Cant thank you enough for the insight, expertise. My mechanics don't have the time, patience to troubleshoot all the wiring, such as the connectors and the switches. One visit, they suggested windowlock switch was culprit, sprayed, worked, then failed. Replaced,,still didn't work. After tightening a loose ground switch at the tailgate itself, they suggested motor might be failing but were only 50/50 certain. I had an extra motor as noted above, and they swapped it out.
One thing I've noted is: this gate, an '86 >> part of the wiring harness inside this gate had to be swapped. SUV is actually '87 with an '88 replacement gate. Before smashing '88 gate up while off road; it worked fine on my '87 chassis.

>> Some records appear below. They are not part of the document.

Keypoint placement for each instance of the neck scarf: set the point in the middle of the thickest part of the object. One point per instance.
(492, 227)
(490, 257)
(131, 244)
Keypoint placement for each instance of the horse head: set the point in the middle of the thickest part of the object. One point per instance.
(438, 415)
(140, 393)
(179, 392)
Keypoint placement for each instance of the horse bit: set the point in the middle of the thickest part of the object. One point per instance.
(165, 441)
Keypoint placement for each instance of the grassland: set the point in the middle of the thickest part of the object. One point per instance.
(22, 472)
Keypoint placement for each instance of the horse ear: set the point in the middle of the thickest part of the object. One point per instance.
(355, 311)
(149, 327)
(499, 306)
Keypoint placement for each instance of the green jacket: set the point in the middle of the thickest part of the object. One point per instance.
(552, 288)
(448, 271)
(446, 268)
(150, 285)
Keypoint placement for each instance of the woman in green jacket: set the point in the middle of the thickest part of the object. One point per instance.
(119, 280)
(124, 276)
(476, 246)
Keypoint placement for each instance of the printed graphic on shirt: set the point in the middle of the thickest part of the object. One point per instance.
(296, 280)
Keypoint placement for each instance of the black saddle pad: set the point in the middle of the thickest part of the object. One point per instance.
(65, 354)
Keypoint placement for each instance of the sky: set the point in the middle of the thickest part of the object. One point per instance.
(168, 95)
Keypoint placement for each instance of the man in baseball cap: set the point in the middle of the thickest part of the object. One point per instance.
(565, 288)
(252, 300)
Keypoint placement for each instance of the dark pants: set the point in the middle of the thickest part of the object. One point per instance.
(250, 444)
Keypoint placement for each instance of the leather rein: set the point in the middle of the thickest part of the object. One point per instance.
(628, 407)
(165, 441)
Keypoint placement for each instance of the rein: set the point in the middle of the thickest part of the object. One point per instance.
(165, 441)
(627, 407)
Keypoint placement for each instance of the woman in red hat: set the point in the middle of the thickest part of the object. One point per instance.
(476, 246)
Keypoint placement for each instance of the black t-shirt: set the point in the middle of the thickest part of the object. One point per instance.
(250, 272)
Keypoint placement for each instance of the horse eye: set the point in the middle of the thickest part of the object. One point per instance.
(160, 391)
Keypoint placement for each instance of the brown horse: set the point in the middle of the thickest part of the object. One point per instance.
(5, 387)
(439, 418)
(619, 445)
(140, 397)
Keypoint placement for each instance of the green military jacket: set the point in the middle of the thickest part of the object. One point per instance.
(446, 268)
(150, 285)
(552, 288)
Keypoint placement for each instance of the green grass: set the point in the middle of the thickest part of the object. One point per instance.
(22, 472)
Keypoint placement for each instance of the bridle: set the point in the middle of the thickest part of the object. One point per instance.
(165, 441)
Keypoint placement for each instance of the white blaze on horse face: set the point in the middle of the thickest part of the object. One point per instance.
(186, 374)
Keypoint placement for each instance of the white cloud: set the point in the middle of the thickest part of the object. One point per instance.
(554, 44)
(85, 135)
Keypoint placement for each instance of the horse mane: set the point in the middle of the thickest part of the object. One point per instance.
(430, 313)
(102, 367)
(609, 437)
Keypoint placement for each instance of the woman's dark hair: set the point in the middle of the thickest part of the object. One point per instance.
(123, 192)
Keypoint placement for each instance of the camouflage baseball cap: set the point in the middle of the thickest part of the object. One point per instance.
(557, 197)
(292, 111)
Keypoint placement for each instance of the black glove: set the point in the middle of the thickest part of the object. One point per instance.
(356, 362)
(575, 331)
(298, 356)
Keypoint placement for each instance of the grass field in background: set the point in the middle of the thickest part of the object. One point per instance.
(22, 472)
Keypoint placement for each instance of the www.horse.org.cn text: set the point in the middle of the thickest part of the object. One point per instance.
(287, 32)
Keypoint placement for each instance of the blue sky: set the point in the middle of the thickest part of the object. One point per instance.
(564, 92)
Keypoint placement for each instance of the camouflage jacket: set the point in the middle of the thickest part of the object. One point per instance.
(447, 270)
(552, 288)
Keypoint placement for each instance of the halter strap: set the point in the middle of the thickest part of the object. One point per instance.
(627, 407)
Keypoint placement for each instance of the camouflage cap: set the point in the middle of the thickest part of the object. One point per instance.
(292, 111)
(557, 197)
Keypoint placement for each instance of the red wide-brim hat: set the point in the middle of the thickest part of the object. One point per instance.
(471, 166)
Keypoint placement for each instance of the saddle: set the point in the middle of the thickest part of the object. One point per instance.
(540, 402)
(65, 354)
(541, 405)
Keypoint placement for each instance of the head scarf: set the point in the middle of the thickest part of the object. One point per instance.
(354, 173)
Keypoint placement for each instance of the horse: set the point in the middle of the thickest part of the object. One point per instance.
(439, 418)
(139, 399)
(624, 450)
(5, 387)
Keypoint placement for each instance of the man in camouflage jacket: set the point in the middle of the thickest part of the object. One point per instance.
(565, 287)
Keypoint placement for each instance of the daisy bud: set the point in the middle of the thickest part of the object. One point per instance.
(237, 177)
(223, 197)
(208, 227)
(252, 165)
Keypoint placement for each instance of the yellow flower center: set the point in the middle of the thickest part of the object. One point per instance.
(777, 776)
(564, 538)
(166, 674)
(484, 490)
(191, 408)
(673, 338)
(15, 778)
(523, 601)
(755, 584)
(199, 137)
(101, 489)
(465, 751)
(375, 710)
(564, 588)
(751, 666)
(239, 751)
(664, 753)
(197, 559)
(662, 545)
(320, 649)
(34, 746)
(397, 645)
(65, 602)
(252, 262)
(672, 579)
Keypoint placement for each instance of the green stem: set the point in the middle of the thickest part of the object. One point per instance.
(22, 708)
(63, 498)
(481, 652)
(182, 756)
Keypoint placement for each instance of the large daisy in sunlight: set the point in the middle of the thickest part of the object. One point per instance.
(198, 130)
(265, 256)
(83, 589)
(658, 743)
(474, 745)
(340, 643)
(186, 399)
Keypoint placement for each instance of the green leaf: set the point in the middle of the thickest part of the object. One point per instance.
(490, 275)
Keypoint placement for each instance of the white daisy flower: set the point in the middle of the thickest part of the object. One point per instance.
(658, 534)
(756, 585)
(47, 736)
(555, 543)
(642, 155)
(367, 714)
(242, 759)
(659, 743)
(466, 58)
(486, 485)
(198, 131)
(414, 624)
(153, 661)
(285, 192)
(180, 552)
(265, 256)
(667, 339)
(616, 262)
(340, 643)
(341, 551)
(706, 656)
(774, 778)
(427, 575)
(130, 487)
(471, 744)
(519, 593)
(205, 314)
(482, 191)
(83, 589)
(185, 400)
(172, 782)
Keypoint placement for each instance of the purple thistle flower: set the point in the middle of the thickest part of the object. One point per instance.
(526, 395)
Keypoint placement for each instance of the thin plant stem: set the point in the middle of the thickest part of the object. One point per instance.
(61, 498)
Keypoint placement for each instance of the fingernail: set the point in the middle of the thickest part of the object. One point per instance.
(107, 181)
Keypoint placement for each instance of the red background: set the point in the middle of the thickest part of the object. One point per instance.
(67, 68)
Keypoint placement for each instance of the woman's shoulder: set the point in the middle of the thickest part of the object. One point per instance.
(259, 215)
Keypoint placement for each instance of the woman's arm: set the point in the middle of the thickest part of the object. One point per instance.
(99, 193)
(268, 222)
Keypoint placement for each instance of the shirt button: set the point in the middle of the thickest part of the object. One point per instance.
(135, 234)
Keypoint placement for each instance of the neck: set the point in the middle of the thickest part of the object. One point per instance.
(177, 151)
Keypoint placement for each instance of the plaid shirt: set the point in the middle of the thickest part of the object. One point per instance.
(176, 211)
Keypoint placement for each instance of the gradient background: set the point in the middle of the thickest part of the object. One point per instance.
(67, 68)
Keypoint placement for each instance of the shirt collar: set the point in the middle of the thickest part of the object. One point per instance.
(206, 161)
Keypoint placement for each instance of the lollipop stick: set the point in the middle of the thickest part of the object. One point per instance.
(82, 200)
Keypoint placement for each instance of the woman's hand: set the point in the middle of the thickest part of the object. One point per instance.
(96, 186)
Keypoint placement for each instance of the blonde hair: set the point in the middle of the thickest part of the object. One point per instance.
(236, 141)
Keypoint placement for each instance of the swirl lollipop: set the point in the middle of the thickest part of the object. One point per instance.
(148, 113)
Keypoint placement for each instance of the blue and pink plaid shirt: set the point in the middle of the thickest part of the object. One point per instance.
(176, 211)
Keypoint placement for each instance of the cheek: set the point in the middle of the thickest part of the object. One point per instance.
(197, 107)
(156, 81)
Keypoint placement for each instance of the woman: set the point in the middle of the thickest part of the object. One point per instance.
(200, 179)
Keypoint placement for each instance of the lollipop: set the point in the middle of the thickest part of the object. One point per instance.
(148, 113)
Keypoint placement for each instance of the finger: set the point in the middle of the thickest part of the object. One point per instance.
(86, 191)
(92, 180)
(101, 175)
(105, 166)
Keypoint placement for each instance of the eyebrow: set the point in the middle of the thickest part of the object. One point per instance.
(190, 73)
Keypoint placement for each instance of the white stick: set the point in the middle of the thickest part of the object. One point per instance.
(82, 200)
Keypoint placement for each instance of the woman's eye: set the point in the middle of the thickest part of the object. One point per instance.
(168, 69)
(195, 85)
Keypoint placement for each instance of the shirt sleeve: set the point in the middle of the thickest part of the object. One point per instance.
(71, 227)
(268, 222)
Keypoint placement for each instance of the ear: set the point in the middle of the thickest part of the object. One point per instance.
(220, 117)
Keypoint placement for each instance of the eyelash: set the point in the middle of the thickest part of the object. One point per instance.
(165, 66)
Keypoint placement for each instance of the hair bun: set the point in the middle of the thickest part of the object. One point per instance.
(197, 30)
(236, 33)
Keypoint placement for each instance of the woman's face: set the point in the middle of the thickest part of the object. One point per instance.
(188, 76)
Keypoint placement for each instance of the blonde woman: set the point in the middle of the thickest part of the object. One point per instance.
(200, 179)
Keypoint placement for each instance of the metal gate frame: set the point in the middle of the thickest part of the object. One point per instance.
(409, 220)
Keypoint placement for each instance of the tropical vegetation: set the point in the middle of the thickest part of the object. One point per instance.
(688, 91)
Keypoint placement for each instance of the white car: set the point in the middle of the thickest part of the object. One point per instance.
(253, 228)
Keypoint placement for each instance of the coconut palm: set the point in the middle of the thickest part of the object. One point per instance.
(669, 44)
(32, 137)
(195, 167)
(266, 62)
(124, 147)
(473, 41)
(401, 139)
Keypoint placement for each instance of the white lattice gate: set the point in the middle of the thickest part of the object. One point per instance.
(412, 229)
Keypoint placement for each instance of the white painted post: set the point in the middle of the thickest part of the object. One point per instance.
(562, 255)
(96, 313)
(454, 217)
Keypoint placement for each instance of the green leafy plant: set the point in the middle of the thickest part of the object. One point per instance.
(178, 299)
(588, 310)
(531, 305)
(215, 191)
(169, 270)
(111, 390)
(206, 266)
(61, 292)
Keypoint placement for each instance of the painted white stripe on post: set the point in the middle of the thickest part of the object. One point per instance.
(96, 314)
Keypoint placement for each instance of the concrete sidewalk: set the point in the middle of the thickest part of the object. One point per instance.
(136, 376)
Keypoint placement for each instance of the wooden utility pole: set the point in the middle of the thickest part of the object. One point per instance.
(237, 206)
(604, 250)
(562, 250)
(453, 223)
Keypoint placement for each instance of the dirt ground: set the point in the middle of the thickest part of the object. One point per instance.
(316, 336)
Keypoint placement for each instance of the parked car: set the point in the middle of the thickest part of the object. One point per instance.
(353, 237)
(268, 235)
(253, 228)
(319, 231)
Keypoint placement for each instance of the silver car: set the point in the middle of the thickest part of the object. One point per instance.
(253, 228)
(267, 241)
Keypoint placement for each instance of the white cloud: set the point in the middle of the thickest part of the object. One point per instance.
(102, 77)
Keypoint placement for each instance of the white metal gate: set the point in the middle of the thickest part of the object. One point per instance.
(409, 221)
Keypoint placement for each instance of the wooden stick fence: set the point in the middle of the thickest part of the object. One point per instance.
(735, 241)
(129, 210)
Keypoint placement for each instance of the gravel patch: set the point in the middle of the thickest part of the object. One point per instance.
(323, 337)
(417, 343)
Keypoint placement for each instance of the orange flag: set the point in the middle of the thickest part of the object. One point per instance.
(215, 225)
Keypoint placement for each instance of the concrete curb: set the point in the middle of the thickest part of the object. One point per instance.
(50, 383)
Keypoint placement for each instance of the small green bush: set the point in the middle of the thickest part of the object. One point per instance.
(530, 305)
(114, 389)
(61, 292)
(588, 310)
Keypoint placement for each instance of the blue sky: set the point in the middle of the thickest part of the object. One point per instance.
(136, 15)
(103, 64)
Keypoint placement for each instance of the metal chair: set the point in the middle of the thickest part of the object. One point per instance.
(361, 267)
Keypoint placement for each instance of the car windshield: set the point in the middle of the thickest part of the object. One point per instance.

The replacement '86 gate had a the wiring harness issue. there was one connector different on the '86 gate vs. the '88 that was currently on it..it didn't work until the swap back of short harness from the '88 on the '86 gate It then worked for year and half. Not sure what the issue was; I thought all (ALL) components from 1st GENS were interchangeable; I would have guessed 1986-87-88 definitely; maybe some of '85 and '89. I owned an '89 SR5, best one I had for 10 years, probab. 200K until it rusted to crap. re-used most everything from that on this '87 automatic except the drivetrain. Regarding interchangeability, only those that post here know for sure; I don't.
Mechanics get $80/hr/dealer $99(they dont work on much anything older than 2000) and have many vehicles in the yard waiting to come inside for service. Imagine they did a bit of troubleshooting but not thorough as you've suggested. I'm almost 70 and the days of "turning wrenches" for me is limited. Will look for someone near here that is versed in older vehicles, particularly 1st gens and perhaps older taco's with similar drive-train components.
Again thanks for the followup. I will post later with results. Would be nice to get to spring and above 45f, to be able to work on it in the backyard myself.